I have a big confession. I never read The Monkey and every single Stephen King short story. I was intrigued by a trailer for the movie. I went with an open mind. Upon seeing the entire movie, I’ve been bamboozled. It’s Halloween Month. I’ll be watching and reviewing Horror films throughout October.
I don’t give a crud if SPOILERS are listed. This movie is not as good as most people claim.
Lifted & Cursed Elements
Lifted: Theo James did a fair job for his dual performance as twins.
Elijah Wood & Adam Scott make brief appearances.
James Wan served as a producer. Not his fault he co-wrote this piece of crud.
Death Scenes are hit and miss.
Cursed: Osgood Perkins (Anthony Perkins’ real life son) did a poor job writing and directing this schlock.
Hal’s not an interesting protagonist like Bill Denbrough from “It Chapters 1-2.” He lacks charisma. Hal’s like a boring person staring at wet paint until it drys off. Ugh! I’d rather watch Jerry Lewis’ force ghost hosting a telethon.
Unnecessary Jump Scares. A real estate agent knocks on Hal’s car door. That’s not scary it’s plain stupid.
Again, Death Scenes are hit and miss.
I find it baffling Stephen King praised this stinker. He’s way off. He called fight scenes in superhero movies pornographic. Same guy who sniffed powder and wrote that horrid scene in It.
One death scene is utterly ridiculous. A woman falls off a staircase. She bends down on a gas stove. Fire causes her to burn her head. Runs outside in pain. What the heck is this, “Home Alone?”
Another ridiculous death scene. A swarm of bees kill Ricky while he shoots them with his gun. I couldn’t take it seriously. Why? Because it reminds me of that one scene from “Tommy Boy” with Chris Farley & David Spade pretending to be attacked by bees yelling “BEES EVERYWHERE!” “SAVE YOURSELF!” “YOU’RE FIREARMS ARE USELESS AGAINST THEM!” I’m sorry. Whenever I see somebody getting attacked by bees, I think of Tommy Boy.
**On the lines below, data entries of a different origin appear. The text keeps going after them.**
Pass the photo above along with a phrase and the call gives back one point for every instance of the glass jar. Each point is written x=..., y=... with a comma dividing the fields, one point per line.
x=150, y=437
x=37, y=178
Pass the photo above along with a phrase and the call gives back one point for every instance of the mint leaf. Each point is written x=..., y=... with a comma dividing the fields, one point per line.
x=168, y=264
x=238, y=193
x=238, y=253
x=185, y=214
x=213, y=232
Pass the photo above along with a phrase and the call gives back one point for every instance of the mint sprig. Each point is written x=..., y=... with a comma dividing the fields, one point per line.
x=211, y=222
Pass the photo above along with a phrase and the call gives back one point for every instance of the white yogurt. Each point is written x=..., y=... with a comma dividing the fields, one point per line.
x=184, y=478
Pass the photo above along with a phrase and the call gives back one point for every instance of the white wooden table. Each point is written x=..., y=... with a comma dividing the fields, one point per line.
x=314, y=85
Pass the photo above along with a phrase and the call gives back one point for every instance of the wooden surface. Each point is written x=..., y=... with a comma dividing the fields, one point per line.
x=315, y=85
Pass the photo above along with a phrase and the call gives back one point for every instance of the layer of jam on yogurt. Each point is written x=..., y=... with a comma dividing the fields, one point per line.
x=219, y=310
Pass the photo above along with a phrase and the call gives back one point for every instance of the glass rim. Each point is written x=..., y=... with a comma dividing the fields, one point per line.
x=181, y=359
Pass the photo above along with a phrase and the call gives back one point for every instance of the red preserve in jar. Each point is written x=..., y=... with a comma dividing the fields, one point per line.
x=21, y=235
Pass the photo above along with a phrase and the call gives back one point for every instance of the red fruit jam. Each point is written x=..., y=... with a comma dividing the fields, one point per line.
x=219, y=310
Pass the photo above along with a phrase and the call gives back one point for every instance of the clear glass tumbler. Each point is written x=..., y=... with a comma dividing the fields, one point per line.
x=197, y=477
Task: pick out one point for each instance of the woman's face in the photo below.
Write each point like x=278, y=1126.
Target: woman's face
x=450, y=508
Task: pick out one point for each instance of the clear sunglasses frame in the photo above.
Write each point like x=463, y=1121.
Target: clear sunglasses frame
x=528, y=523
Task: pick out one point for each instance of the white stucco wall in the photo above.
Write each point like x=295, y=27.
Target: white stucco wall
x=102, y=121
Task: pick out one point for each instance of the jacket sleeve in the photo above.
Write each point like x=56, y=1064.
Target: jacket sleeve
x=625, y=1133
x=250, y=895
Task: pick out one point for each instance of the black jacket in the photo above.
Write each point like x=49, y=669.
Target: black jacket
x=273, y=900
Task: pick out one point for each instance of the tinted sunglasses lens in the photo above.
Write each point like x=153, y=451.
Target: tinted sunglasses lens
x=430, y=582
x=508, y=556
Near the end, a ghost riding on horseback crosses traffic. Happens to show up outta nowhere.
Scare Factor’s stale. There’s no tension throughout. I didn’t find the titular toy scary. Monkeys don’t creep me out. You know what’s legitimately scarier? Sarah Jessica Parker posing naked for Playboy on centerfold.
An unintentional funny scene. “We gotta make like eggs and scramble!” Who the hell wrote this scene, The Wachowskis? Theo’s hammy scene gave me flashbacks of Eddie Redmayne in “Jupiter Ascending” yelling, “GO!”
The Final Verdict: F, FOR FAKER!
The Monkey is one of the worst Stephen King adaptations to exist. Don’t waste your spare time on this stinker. If you wanna see a proper short story adaptation based on King’s work, check out “1408.” Save your spare time on that instead.